IUI 101Melanie Blodgett
There was one vital thing I left off of the list of things you should know before you see a specialist, luckily a commentor reminded me. The best thing to do before you go is to educate yourself. Be ready with questions and try to become familiar with the terms the doctor will be using.
I didn’t prepare myself fully for our first appointment. I thought it would be a somewhat comforting chat about the different types of tests they’d do to determine the problem. What I didn’t expect was the doctor already giving us the option to try an IUI that coming cycle. It was overwhelming because I was unfamiliar with what the IUI process would entail. Once I educated myself more fully, I became a lot more comfortable.

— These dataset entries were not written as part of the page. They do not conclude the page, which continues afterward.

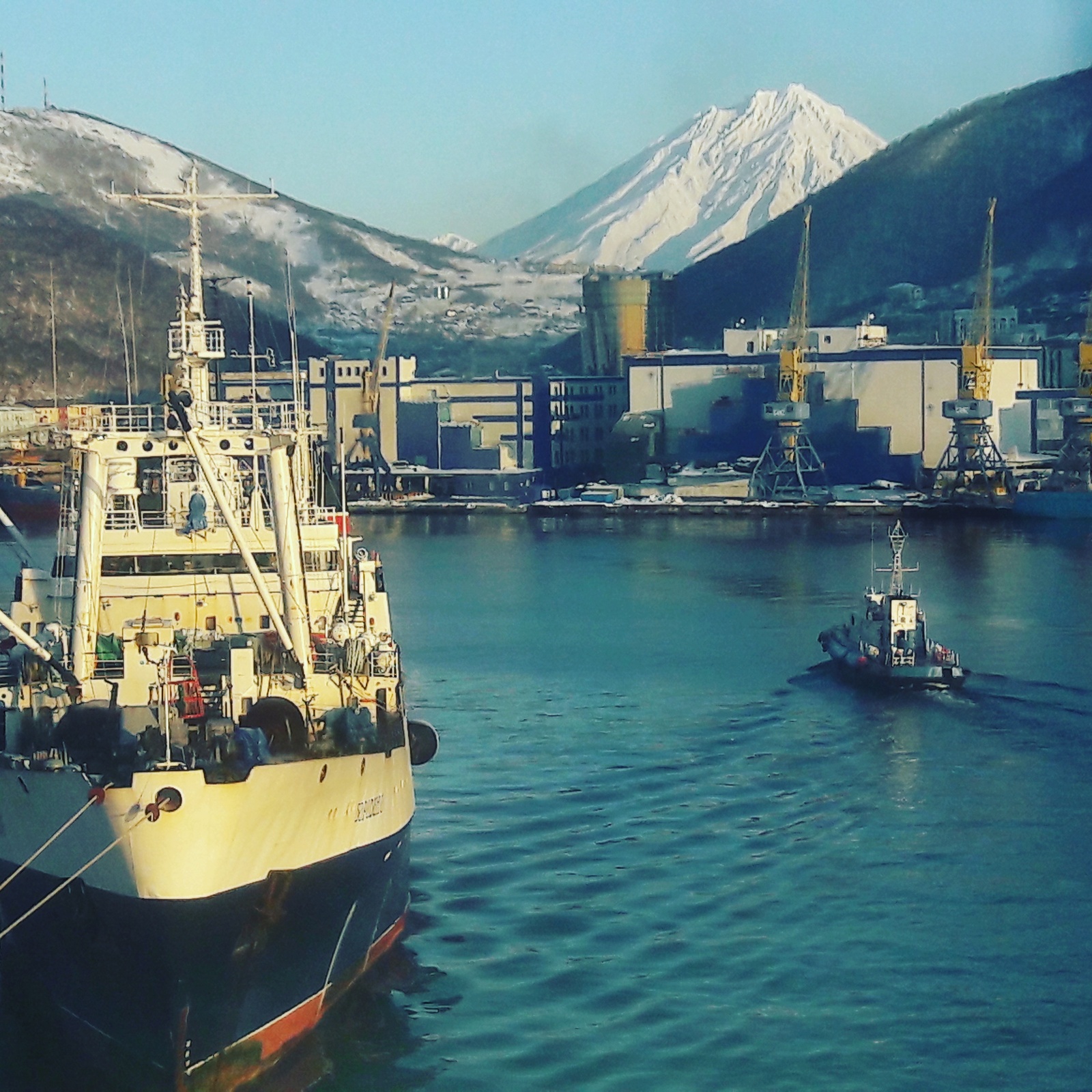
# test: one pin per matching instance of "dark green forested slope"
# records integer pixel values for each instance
(915, 213)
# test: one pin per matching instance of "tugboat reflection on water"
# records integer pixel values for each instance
(369, 1032)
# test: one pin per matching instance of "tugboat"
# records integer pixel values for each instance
(205, 786)
(887, 644)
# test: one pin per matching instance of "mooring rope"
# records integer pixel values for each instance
(96, 796)
(60, 887)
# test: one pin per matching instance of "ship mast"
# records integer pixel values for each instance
(194, 339)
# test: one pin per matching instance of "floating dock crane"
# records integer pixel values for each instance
(790, 468)
(366, 451)
(1073, 472)
(972, 469)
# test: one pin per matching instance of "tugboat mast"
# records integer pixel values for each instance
(898, 538)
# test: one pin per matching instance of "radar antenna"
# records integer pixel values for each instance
(898, 538)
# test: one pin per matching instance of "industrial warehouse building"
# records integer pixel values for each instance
(876, 410)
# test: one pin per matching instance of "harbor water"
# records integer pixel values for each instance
(663, 848)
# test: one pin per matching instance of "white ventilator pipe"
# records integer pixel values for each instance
(89, 565)
(44, 655)
(289, 551)
(25, 546)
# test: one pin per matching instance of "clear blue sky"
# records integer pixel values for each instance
(424, 116)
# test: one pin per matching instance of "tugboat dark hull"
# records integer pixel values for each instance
(205, 994)
(870, 671)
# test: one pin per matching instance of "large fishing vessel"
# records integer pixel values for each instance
(886, 644)
(205, 786)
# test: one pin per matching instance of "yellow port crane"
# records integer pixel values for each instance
(790, 468)
(972, 469)
(366, 450)
(1073, 471)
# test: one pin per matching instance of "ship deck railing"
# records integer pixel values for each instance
(221, 416)
(109, 667)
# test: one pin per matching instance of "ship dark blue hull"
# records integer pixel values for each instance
(207, 993)
(1054, 505)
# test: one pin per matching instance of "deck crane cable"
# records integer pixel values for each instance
(790, 468)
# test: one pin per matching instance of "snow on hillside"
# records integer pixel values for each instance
(709, 184)
(342, 268)
(453, 242)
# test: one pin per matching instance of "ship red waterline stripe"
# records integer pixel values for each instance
(274, 1037)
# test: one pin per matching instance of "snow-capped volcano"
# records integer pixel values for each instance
(711, 183)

So for those of you who are considering seeking further treatment or who want to understand the process is a little better, I’ll explain it in layman’s terms.
Around day 14, the woman gets an ultrasound to make sure her eggs are maturing properly and are optimal for fertilization. If everything is looking healthy, the couple monitors ovulation and call when a test indicates an LH surge. An appointment is set up for insemination the next day. The sperm is collected and washed two hours beforehand. The sperm is then inserted directly into the uterus. Insemination only takes a few minutes and causes little to no pain.
An IUI’s success rate is less than 30% but it’s a widely used option because of it’s lower expense and a fairly simple process.
I’m curious, has an IUI worked for any of you? I’d love to hear some personal success stories.